In every system, there’s a point where the system can not do more.
In a car, this limit is denoted by the gauge that measures the engine’s revolutions per minute (RPM).
When you step on the accelerator, the RPMs zoom up. However, you’ll notice the top end of the gauge is marked in red.
This is the red line.
If you push your engine past this line for too long, it will fail.
The thing is, every system has a red line.
In your body, when exhaustion is so high that caffeine no longer works to make you more alert, you’ve hit (and in all likelihood, surpassed) your limit.
Within a company, overexertion might be conveyed by the employee Net Promoter Score (NPS) – a popular way for businesses to measure customer or employee satisfaction with the company.
Within an academic environment, the pressure to succeed is too high when coping mechanisms like suicide and cheating are used or contemplated.
For highly successful people (and those who strive to be), the instinctive response tends to be: How do I move the red line even higher?
How do I push my body to go even longer without sleep?
How do I push my employees to produce even more before they break?
How do I do even better in school, regardless of the costs?

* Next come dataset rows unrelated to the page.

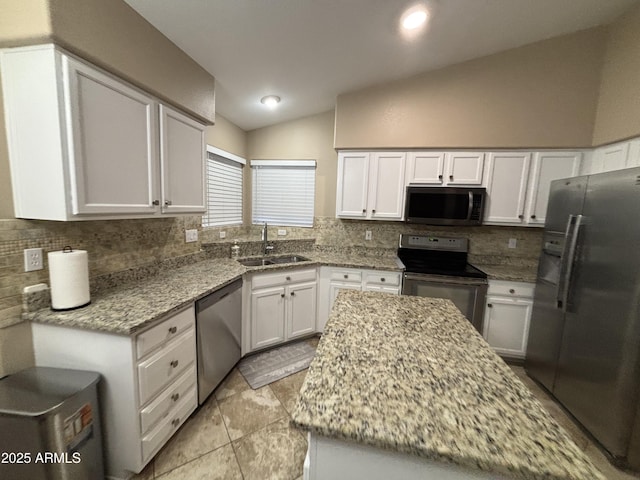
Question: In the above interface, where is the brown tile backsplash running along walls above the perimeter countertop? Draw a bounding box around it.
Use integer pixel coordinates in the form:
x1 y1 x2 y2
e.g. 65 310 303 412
0 215 542 328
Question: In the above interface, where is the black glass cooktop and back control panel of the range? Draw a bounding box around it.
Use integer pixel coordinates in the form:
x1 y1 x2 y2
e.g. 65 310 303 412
398 235 487 278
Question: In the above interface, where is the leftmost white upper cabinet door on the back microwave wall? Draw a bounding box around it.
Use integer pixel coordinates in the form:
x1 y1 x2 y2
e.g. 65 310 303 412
336 152 369 218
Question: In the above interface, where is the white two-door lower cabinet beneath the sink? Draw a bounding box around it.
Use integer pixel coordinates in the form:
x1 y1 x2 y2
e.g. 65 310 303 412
248 268 317 354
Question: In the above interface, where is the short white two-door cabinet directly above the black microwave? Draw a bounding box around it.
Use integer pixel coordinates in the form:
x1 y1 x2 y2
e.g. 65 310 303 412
406 151 484 186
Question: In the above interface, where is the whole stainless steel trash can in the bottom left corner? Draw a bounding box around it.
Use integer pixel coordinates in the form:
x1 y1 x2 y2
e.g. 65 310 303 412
0 367 104 480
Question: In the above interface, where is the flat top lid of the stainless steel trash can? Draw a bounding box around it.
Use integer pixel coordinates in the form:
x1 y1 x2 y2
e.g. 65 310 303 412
0 367 100 417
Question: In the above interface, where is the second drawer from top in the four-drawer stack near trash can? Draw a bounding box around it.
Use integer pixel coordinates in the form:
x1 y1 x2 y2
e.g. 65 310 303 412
138 328 196 405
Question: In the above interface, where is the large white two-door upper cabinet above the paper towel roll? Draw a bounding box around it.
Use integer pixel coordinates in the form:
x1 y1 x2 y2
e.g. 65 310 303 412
0 45 205 220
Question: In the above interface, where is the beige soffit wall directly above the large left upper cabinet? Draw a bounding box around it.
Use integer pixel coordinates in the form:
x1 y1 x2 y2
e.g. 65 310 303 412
0 0 215 124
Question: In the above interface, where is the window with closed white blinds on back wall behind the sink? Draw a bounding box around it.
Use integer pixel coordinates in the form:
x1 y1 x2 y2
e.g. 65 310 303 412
251 160 316 227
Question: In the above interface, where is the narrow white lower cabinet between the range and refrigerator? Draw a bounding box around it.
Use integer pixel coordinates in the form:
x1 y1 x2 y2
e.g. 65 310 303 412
483 280 535 358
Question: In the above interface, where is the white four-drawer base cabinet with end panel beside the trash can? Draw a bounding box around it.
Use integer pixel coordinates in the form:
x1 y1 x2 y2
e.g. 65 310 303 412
32 306 198 479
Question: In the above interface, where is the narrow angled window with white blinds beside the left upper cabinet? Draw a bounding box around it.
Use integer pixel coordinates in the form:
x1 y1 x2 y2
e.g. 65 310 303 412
202 145 246 227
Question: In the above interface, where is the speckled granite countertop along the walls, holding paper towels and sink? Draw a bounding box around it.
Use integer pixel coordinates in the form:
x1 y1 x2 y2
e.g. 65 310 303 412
23 252 402 335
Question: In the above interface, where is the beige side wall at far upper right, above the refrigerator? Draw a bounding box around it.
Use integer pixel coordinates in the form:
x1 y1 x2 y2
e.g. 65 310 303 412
593 6 640 145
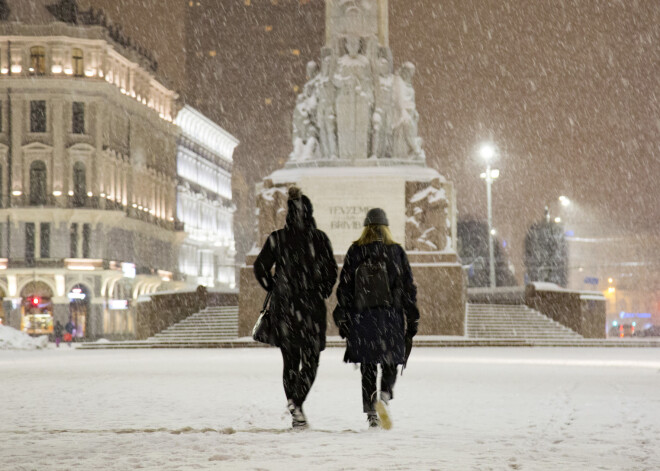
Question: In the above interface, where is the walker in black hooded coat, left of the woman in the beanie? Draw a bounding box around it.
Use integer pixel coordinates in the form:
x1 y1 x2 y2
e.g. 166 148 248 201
254 187 337 427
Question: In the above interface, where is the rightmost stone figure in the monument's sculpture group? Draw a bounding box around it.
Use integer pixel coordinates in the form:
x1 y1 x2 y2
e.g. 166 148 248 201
392 62 425 160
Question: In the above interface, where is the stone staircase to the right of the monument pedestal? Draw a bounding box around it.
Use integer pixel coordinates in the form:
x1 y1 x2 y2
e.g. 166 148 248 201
466 303 583 341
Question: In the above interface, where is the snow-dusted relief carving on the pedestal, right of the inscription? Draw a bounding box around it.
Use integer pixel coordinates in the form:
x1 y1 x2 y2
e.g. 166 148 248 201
406 178 452 252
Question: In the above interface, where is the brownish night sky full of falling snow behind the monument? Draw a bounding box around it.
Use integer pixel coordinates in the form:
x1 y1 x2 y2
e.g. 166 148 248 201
89 0 660 276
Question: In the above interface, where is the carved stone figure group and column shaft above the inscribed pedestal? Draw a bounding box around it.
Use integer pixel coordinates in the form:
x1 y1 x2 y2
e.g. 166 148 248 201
289 0 426 166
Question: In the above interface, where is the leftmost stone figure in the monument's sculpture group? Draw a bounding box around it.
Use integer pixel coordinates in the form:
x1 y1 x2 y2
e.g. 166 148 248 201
289 61 321 161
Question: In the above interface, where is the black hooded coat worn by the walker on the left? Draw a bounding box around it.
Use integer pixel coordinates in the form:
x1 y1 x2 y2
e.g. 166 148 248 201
254 196 337 351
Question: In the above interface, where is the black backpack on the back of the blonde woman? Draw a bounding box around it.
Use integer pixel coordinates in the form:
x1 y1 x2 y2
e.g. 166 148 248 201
355 246 393 312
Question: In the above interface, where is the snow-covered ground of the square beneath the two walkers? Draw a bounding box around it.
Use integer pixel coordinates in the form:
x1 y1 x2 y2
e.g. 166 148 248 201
0 346 660 471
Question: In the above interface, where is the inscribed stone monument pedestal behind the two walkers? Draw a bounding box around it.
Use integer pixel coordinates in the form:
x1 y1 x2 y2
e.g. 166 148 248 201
239 165 467 336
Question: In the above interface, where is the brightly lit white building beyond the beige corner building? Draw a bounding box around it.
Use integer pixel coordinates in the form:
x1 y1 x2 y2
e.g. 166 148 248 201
175 106 238 290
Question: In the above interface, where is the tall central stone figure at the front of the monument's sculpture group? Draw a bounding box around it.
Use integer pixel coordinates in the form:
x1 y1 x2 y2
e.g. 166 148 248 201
333 36 374 160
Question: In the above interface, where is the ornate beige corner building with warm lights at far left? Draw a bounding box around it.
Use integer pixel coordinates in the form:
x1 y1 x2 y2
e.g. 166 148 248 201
0 0 185 337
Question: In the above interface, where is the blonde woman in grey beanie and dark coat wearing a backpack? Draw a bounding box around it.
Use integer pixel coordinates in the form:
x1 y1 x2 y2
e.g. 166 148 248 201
333 208 419 428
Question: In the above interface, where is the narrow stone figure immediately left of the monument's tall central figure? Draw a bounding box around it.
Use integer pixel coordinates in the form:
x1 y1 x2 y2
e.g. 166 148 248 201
318 48 338 159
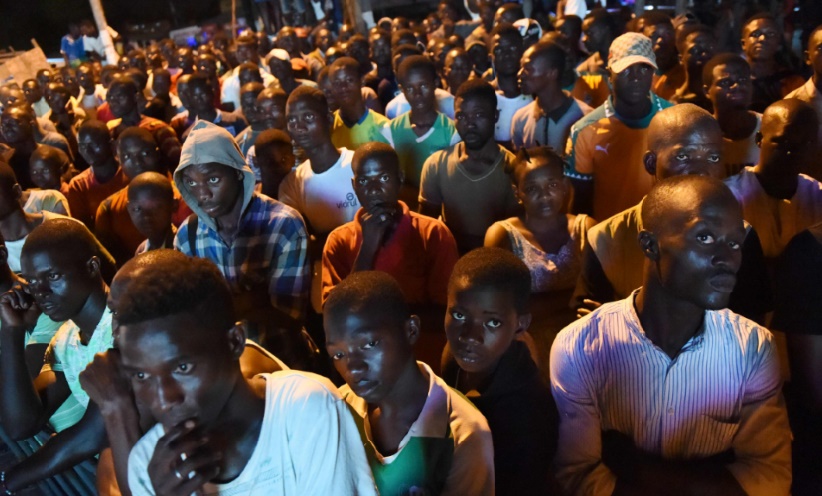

In all these scenarios and within virtually any system, there is another option.
Respect the red line.
If you’re exhausted, go to bed.
If your team can’t do more without consequences, drop or delay one of your priorities and redistribute staff on a more focused agenda.
If the best you can do academically without cheating or killing yourself is 88%, take the 88%.
The key factor that determines whether you can respect the red line is…
Not acceptance that you can’t push harder… because in the short run, you can.
Rather, it’s the notion that pushing beyond the red line has consequences and accepting that, at some point, the consequences aren’t worth it.
That is the hard part.
The only way to respect the red line is to give up any success that might seem just beyond the red line and be okay with it.